Pía, a sus indefinibles cuarenta y tantos años, con la falda negra hasta media pantorrilla y las medias grises algo arrugadas, se ve aún mayor de lo que es. Luce un abriguito café, descosido de la manga derecha. Pero en la mano, envuelto en un paliacate descolorido, encierra -temblorosa- el hallazgo premonitorio que hizo al atravesar la plaza del pueblo. Espera con ansias, en la puerta lateral de la casona curial, a que Eubolia le abra la puerta para ver a Monseñor.
- ¡Otra vez tú, Pía! ¿No sabes que a Monseñor le molestan las visitas insperadas?
- Pero, si me anuncio no me recibe, Eubolia.- Pásale... Aunque tengo órdenes de no dejar entrar a naiden, le diré a Monseñor que te metiste a fuerza.
- Gracias Eubolia. ¡Que el Santísimo te bendiga!
Pía entra desconfiada, como si fuera la primera vez, en el amplio corredor adoquinado que conduce a las estancias privadas del obispo. Encogida, como tullida sin serlo, se dispone a esperar las horas que sean, con tal de poder besar el anillo de su eminencia.
Piensa que esta vez es diferente. Ya se ha cansado de esperar el milagro que tanto aguarda de San Antonio y de Todos los Santos. Requiere una explicación urgente. El muchacho de los ojos grandes y los brazos fuertes. El de la frente sudorosa que huele a limón y a canela en rama. El de los rizos negros y brillantes. En suma, el repartidor de los botellones de agua purificada ya no la mira como antes. Lejos de arrodillarse en la salita para pedirle gentilmente su mano, arroja displicentemente el producto, cobra y se va. ¿Y la invitación a salir a tomar un helado?¿Y el anillo? ¿Y la fecha de la boda? ¡Vamos! ¿Para cuándo?
De nada sirvió que le pusiera una doble dotación de velas a Santa Marta. Tampoco que volteara al San Antonio que tiene en el pequeño altar de su recámara.
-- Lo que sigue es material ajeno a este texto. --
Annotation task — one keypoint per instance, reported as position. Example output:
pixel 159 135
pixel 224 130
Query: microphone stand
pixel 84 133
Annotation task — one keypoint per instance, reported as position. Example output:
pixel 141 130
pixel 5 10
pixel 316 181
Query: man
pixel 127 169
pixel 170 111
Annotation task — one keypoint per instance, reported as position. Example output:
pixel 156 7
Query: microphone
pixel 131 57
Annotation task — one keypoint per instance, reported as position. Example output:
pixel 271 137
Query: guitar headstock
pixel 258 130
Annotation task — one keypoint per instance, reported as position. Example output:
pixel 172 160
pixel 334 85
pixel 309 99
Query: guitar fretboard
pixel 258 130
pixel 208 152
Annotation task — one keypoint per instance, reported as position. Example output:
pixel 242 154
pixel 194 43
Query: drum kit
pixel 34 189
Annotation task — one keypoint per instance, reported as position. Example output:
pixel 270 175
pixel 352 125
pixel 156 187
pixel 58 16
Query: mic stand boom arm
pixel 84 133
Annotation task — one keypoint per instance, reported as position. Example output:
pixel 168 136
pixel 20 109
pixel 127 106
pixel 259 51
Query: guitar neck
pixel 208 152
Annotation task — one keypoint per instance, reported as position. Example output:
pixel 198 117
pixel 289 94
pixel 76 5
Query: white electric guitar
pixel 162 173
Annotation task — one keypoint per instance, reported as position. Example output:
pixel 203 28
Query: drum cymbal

Ni el velo que le bordó con tanta dedicación a la Virgen Santísima, mientras le pedía que intercediera ante Nuestro Señor y que el muchacho la pidiera en matrimonio. ¿Entonces, qué? ¿De qué sirve creer? ¿Para qué tantos años de ir a misa y confesarse? ¿Qué espera Dios para hacerle justicia? Para darle lo que quiere. Más aún, lo que necesita...
Monseñor se hace esperar. Eubolia, impaciente, regresa a sus tareas domésticas. Aún debe planchar al vapor las casullas y los manteles bordados. Tiene que preparar el chocolate y las frituras dulces.
-¡Cuánto trabajo, Dios mío! (encima esta pesada de Pía que me quita el tiempo).
-Eubolia, no se preocupe por mí, paso un momento a la capilla a rezar en lo que llega Monseñor.
-Está bien, m'hija. Vete con Dios, pues.
Pía atraviesa con paso firme el patio y se desliza en la capilla privada que se halla en penumbras. De pronto, como iluminada por una nueva esperanza, le surge una idea descabellada. Toma una custodia vacía, de un altar lateral, y la esconde entre sus ropas. Hace como que reza y vuelve en busca de Eubolia.
-Ya me voy... T'oy cansada. Además Monseñor ya se retrasó demasiado.
-Sí m'hija. De seguro anda ocupado. Ya ves que llegaron dos nuevos seminaristas que lo traen bien distraído al pobre.
-T'a bien Eubolia. Nos vemos un día de estos.
No le alcanzan los pies para regresar a casa. Entra casi corriendo y se dirige a su recámara. Con mano presurosa, en un gesto violento, arroja al suelo todas las imágenes que tiene en el altar. Sonríe levemente. ¡Cuándo se hubiera atrevido a hacer eso! Pero ahora está decidida. Si Dios Nuestro Señor, el Verbo Encarnado y todos los Santos Celestiales le negaron el milagro, ésta será su venganza. Se pasará al bando contrario de la guerra universal.
Saca la custodia de su encierro. La abre con cuidado y despliega el contenido de su pañuelo. En el lugar de la Sagrada Forma, tras el vidrio, instala el condón que halló a media plaza. Pone la custodia en el altar y se arrodilla en adoración.
-¡Ahora verán, cabrones! ¡Ya sabrán quién es Pía! ¡De qué madera está hecha esta mujer, jijos de la chingada!